Abdülkadir Selvi bütün bunları boş vermekte ve ışıkları aç-kapa’dan 28 Şubat’a atlayıvermektedir. Askeri lojmanlarda birileri kampanyaya katılmış mı; Genelkurmay’ın ışıkları gece yanık mıymış… Geçiniz! 1996-97 restorasyon denemesi sırasında, bugün AKP ile süren gelenek, darbecilikten daha beter, eski tip kontracı pozisyonundadır. 

Dedik ya, kavşaklarda her aktör müdahale eder diye... 1997 itibariyle, o zaman kullandığımız bir kavramla Asker Partisi’nin dümeni kaptığı doğrudur. Bu ağırlık merkezinin oluşmasıyla birlikte dikkat çekici bir değişim olmuş, merkezi tema bağırsak temizliğinden laiklik savunusuna kaymıştır. Her türden gericiliğin ve sermaye düzeninin organik ilişkilerini örtmek bütün düzen güçlerinin birinci görevidir. Asker Partisi de, başka çalışmalarda çokça konu ettiğimiz bir süreç içinde, şeriatçılara iktidar yolunu açarak terhis olmuştur. Bu tarihsel bir fiyaskodur. Dinci gericilere ve liberallere, “demokrasi mücadelesi” başlığı atılmış bir Amerikan senaryosunu birlikte oynayacakları sahne armağan edilmiştir. Bunun için Selvi dâhil bütün AKP’liler, darbecilikle suçladıkları kişilere şükran borçludur. 

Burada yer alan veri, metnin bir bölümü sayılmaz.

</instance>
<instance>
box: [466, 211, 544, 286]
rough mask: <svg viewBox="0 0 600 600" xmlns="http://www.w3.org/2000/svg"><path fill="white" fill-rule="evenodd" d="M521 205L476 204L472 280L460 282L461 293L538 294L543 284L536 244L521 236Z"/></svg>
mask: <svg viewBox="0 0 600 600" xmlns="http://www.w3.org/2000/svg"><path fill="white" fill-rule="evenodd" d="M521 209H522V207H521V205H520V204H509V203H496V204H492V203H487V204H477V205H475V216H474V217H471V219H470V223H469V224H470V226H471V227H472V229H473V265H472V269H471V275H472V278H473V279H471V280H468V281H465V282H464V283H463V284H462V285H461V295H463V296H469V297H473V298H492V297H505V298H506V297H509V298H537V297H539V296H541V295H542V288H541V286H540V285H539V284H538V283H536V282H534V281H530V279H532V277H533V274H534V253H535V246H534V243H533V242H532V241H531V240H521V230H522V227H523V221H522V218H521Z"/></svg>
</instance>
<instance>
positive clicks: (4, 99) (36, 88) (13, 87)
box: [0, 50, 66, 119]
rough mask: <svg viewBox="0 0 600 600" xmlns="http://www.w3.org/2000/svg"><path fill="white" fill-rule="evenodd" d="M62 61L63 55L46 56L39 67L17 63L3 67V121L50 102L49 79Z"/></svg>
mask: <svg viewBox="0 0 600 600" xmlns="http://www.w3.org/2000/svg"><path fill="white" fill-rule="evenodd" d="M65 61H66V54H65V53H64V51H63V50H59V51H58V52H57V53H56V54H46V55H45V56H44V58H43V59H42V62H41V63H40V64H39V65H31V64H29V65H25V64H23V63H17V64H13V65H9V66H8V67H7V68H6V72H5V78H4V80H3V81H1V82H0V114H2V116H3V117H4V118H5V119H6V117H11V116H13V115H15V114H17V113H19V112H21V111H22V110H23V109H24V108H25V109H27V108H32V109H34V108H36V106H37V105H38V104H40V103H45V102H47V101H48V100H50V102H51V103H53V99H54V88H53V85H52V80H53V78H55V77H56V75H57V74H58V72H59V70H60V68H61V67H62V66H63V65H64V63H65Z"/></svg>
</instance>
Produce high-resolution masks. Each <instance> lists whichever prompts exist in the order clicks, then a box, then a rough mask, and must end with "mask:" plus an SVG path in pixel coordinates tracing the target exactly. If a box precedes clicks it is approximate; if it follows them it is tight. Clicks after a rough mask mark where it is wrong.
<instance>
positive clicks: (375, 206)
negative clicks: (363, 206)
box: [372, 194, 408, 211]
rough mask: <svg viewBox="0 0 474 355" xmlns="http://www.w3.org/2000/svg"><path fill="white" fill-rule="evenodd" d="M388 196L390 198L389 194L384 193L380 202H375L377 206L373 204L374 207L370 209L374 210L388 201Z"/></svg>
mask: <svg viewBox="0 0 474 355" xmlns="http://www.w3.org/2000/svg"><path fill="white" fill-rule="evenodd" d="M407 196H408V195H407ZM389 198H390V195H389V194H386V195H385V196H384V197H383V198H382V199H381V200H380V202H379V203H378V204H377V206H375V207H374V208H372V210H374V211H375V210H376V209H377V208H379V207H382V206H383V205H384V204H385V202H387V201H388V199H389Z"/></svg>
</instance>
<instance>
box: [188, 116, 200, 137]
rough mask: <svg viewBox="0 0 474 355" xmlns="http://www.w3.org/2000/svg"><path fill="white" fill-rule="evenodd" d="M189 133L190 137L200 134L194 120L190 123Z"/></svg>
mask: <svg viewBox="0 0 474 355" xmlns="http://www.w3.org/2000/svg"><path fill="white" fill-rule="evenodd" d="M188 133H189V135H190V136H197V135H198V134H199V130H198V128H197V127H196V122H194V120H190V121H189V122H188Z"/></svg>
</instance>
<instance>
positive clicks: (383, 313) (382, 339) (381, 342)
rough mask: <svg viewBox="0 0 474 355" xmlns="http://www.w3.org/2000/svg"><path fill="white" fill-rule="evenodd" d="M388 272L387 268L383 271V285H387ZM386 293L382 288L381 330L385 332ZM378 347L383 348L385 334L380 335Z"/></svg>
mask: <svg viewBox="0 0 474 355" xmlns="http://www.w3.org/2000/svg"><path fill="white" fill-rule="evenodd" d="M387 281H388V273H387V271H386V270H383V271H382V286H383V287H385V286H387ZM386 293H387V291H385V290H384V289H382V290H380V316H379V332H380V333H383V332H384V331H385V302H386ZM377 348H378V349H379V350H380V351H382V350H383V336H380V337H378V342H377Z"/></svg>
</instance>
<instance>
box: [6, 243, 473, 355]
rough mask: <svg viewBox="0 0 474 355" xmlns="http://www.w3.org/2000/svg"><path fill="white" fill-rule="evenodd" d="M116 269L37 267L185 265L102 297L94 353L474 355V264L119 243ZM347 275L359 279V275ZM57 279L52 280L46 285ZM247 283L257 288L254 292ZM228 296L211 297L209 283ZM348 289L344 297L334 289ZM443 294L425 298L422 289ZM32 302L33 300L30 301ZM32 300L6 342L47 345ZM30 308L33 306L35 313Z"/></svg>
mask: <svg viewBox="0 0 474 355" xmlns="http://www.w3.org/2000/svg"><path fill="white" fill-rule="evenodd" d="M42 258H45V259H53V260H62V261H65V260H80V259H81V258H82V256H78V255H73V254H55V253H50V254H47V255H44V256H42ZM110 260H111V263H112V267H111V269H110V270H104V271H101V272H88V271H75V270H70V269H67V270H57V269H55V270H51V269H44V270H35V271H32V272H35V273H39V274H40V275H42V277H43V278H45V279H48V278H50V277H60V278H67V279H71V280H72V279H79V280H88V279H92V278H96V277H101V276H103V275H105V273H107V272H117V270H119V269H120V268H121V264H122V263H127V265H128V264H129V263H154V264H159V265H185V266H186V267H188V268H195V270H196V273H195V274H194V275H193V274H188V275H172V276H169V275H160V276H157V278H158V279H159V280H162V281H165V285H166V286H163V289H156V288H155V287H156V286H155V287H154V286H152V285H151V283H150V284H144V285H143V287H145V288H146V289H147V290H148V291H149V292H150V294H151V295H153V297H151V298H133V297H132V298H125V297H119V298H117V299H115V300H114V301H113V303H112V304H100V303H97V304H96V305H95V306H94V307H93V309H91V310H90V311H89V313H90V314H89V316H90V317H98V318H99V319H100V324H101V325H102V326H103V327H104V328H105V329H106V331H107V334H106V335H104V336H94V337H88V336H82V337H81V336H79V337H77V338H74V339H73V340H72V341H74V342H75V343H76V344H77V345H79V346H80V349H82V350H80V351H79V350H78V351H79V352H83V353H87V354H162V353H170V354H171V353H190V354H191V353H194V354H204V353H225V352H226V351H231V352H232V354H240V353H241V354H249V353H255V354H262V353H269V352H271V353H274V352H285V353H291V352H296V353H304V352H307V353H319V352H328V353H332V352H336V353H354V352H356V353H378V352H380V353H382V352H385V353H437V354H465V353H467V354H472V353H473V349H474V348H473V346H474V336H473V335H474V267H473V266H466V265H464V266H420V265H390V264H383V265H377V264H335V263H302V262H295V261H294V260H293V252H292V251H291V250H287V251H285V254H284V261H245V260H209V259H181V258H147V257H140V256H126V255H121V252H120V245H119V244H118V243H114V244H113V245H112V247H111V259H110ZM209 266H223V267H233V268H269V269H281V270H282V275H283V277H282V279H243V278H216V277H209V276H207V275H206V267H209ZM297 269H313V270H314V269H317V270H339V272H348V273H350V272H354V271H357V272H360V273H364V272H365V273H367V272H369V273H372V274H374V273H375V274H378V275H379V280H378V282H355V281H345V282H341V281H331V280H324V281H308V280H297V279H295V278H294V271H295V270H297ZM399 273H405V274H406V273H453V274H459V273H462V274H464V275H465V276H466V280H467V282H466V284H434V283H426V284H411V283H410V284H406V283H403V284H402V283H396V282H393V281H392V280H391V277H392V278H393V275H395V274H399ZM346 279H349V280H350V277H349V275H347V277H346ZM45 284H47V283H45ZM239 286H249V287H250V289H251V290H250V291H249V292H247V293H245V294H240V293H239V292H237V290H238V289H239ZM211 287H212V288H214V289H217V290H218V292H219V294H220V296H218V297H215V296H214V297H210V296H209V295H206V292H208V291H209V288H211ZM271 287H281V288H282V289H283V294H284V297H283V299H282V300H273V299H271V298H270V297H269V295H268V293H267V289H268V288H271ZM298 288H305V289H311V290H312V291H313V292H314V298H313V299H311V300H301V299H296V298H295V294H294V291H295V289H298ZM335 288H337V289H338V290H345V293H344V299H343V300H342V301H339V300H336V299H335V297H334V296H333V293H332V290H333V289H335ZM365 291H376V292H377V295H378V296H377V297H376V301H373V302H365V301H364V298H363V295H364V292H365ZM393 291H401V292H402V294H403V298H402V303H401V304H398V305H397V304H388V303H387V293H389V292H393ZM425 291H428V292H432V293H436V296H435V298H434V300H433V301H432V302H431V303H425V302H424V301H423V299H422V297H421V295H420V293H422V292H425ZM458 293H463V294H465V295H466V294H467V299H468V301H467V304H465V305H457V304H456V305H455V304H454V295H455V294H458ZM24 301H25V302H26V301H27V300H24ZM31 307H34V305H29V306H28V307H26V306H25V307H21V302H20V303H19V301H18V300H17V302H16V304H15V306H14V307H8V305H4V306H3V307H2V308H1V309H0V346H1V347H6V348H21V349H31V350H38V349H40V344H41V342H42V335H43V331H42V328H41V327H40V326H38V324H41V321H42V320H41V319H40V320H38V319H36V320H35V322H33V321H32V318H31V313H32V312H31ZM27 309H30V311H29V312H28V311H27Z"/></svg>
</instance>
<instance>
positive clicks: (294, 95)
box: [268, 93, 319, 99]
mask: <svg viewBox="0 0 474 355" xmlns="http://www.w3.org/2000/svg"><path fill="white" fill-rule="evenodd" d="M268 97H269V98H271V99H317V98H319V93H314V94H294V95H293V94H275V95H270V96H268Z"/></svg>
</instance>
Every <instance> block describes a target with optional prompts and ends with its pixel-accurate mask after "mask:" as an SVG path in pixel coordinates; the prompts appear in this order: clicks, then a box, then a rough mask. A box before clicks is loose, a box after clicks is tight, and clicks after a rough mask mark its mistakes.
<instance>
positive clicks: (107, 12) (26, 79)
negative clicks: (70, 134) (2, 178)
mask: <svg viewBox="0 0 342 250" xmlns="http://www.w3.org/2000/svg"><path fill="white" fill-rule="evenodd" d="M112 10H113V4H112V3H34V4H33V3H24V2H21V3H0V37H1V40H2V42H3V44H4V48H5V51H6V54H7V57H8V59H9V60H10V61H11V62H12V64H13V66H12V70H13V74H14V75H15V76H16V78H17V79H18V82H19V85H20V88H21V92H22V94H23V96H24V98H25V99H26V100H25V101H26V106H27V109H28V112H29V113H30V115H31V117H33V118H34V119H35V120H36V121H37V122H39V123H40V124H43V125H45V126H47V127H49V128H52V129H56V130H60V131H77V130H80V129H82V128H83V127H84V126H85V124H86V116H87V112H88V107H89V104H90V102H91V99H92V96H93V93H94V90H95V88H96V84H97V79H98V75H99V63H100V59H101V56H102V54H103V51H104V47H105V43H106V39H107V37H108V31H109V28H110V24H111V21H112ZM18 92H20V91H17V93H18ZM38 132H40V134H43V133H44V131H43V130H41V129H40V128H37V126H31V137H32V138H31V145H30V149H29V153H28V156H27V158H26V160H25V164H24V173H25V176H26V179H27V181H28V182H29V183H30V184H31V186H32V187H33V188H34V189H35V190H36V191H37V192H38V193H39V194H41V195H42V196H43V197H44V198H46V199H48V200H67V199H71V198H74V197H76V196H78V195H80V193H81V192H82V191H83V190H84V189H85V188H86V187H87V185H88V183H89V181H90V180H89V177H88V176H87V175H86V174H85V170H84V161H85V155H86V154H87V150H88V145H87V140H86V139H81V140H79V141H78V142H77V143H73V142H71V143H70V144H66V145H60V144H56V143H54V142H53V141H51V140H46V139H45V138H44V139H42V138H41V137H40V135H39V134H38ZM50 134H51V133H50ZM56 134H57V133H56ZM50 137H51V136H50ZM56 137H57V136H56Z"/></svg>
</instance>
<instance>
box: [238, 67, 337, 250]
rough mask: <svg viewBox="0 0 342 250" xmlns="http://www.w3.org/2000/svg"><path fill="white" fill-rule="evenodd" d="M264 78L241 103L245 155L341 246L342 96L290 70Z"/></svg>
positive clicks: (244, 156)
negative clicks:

Selvi yakın siyasi tarihi çorba ettikten sonra güncelliğe dönmekte ve CHP’ye muhalefet görevini ifa ederken darbe çağrışımı yapmaktan özenle kaçınmasını tavsiye etmektedir. Bu tavsiyenin karşılık bulmuş olması da muhtemeldir. Çünkü muhatabı, darbeci geleneğin bugünkü siyasi iktidarda capcanlı yaşamakta olduğunu dile getirebilecek akıldan da niyetten de yoksundur.